Facing crime head on
“There used to be a lot of Polish delis,” Madej reminisces. “Andy’s Deli on Division and another one on Ashland. It was Poles block, Division to Ashland.” In the late ’80s, she remembers people started coming in off the street asking for money. “Okay,” she reasoned, “I’ll give you food. Not money.” She recalls a time in 1988 when she was working alone in the shop when a man entered with a gun, demanding that she open the register. “I did not open the register,” she says with a laugh. “I made fun of him. I said, ‘Listen, I’m working here alone, and you come in to take money, from a woman? Shame on you!’ He slammed the counter yelling, ‘give me money! I will shoot you.’ I said ‘Yeah, you, shoot me? You know, I’ll tell you something, you’re walking outside; you’re free now. You don’t like being free? Okay, go to jail.’ He left, he walked out. I told him, ‘You better not torture my door, because I know you live here, too.’”

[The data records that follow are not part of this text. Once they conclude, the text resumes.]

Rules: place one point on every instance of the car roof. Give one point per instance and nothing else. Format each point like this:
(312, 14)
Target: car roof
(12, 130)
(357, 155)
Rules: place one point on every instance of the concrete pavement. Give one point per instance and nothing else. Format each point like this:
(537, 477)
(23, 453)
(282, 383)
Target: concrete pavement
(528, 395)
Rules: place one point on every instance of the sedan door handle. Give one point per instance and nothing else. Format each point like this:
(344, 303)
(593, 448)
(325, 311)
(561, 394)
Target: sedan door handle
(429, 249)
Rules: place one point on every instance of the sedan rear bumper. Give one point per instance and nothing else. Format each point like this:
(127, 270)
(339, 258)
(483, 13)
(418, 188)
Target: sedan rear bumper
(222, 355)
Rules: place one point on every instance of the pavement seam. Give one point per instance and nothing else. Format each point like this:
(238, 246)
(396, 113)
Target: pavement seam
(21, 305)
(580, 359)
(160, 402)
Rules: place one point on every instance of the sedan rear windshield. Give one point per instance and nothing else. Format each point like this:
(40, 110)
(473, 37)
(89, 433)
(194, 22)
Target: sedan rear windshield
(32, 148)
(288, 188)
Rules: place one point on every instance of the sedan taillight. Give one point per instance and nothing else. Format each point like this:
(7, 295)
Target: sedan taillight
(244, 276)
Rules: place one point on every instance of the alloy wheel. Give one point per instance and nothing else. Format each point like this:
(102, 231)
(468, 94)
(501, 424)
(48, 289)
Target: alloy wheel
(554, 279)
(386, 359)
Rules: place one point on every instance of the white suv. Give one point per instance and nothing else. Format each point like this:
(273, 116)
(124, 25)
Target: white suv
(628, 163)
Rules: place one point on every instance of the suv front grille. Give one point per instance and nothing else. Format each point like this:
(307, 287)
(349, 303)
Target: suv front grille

“I don’t like to make a lot of problems for other people, and that’s why people don’t make problems for me. Everything will come back,” she cautions. “You make it bad for him, then this situation will come back to you.” She recalls another incident in 1992 where a man entered her shop, again demanding money. By then, Madej had upped her security system to two German shepherds. “The man is standing there and I see his knife,” she recalls. Another woman who worked with Madej “is on the other side with one dog near the exit. So I go behind him,” she gestures, “and I take it. His knife. Sure. Out of his pants. I told him,” she lowers her voice, “You come to me, with a big knife, and what happens now? He pleaded ‘please, don’t call for the police, because I have three kids, pleassse pleassse.’ Okay. I told him, ‘You never come back because I’m not scared of you, or of another guy, nobody.’ Everybody sees it, I’m a strong woman. Almost every day the police stopped by, telling me, this not a good area, this is no good for you. But I stayed. Back then, to live here was very hard.”
Changing times
“It’s changed. People sold their houses and new people came. A younger generation. It’s quiet, no problem. Easy working, a couple steps from home upstairs,” she affirms. In the past 10 years, Wicker Park has increasingly topped lists of America’s hippest hoods. It’s hard to imagine Polka clubs and pierogi shops lining Division Street, once referred to as Polish Broadway. While staples like Alliance Bakery and Gold Star Bar are also historical outposts, these establishments have reformed greatly and switched hands over the years to greet new clientele. Madej has found no reason to change anything or sell out to anyone. Her home-style cooking and kinfolk hospitality are adored by many. I try to ask her what’s motivated her keep things constant when so many others found reason to change, but she can’t find the words. “I like it,” she concludes. “It’s a good life. I like it.”